Sans laisser à Visenya le temps de lui répondre, Maesella quitta la cella, faisant signe aux personnes gardant la porte de la refermer derrière elle. Il n’y avait guère que les membres du clergé et les novices qui pouvaient attendre cette pièce sainte entre toutes. Le commun des Mortels pouvait s’adresser à la Déesse par une autre statue, la principale n’étant accessible à tous et à toutes que durant le Rêve de Vermax et en d’autres occasions particulières qui se comptait sur les doigts des deux mains.
La mâtinée serait longue. Le premier repas de la journée fut frugal. Maesella avait fort à faire et bien des personnes à rencontrer. Mieux valait ne point abuser de la nourriture dès à présent, de part les quelques mets qu’elle offrirait aux personnes qu’elle se devait de recevoir et qu’elle partagerait du bout des lèvres avec elles. La Grande Prêtresse garda un temps sa nièce à ses côtés, cette dernière accueillant les premiers de ses obligés, prenant en notes la teneur de ces rencontres. La jeune fille ne fut renvoyée que plus tardivement, sa tante l’envoyant effectuer un certain nombre de tâches en accord avec sa fonction au Temple.
« Dame Riahenor est arrivée, Grande Prêtresse. l’informa une servante, après s’être poliment inclinée.
- Voilà une bonne nouvelle. Fais-la entrer, mon enfant. Tu pourras disposer ensuite.
- Bien, Grande Prêtresse. »
La servante s’inclina à nouveau, quittant la pièce avec un autre serviteur qui était venu remplir à nouveau les quelques plats laissés vides et disposés là, sur le bureau. La jeune femme ne revint que quelques instants plus tard en compagnie de la Dynaste, ne quittant définitivement la pièce qu’après une nouvelle révérence. Alors, Maesella se leva à son tour, adressant un fin sourire à la matriarche des Riahenor. D’un mouvement de la main, la Grande Prêtresse indiqua l’un des sièges qui se trouvait devant le bureau.
« Sois la bienvenue dans la demeure de notre grande Vermax, Vaelya. Prends place, je t’en prie. Le voyage a du être éprouvant et je m’en voudrai de te garder debout plus longtemps. Je nous ai fait servir quelques rafraîchissements. Puissent-ils être à ton goût. As-tu fait bon voyage ? »
A ces mots, Maesella regagna sa propre place.
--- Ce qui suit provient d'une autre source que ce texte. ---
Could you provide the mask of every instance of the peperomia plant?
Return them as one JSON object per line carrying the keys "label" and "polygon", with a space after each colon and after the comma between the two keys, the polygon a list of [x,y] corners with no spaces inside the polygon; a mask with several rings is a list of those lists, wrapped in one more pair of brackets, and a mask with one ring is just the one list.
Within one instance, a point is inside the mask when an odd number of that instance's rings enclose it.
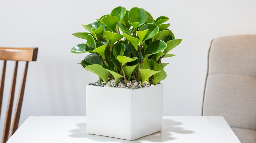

Il y a de cela quelques temps, une lettre de la main de la Dynaste lui était parvenue. Une lettre que la Grande Prêtresse n’avait pu que prendre au sérieux et qui menait à cette entrevue. Un sujet d’importance. D’une importance telle que de simples mots sur un parchemin ne pouvaient suffire pour prendre une décision ou pour en discuter de manière convenable. Un sujet qui serait abordé par la suite, cependant. Le moment venu.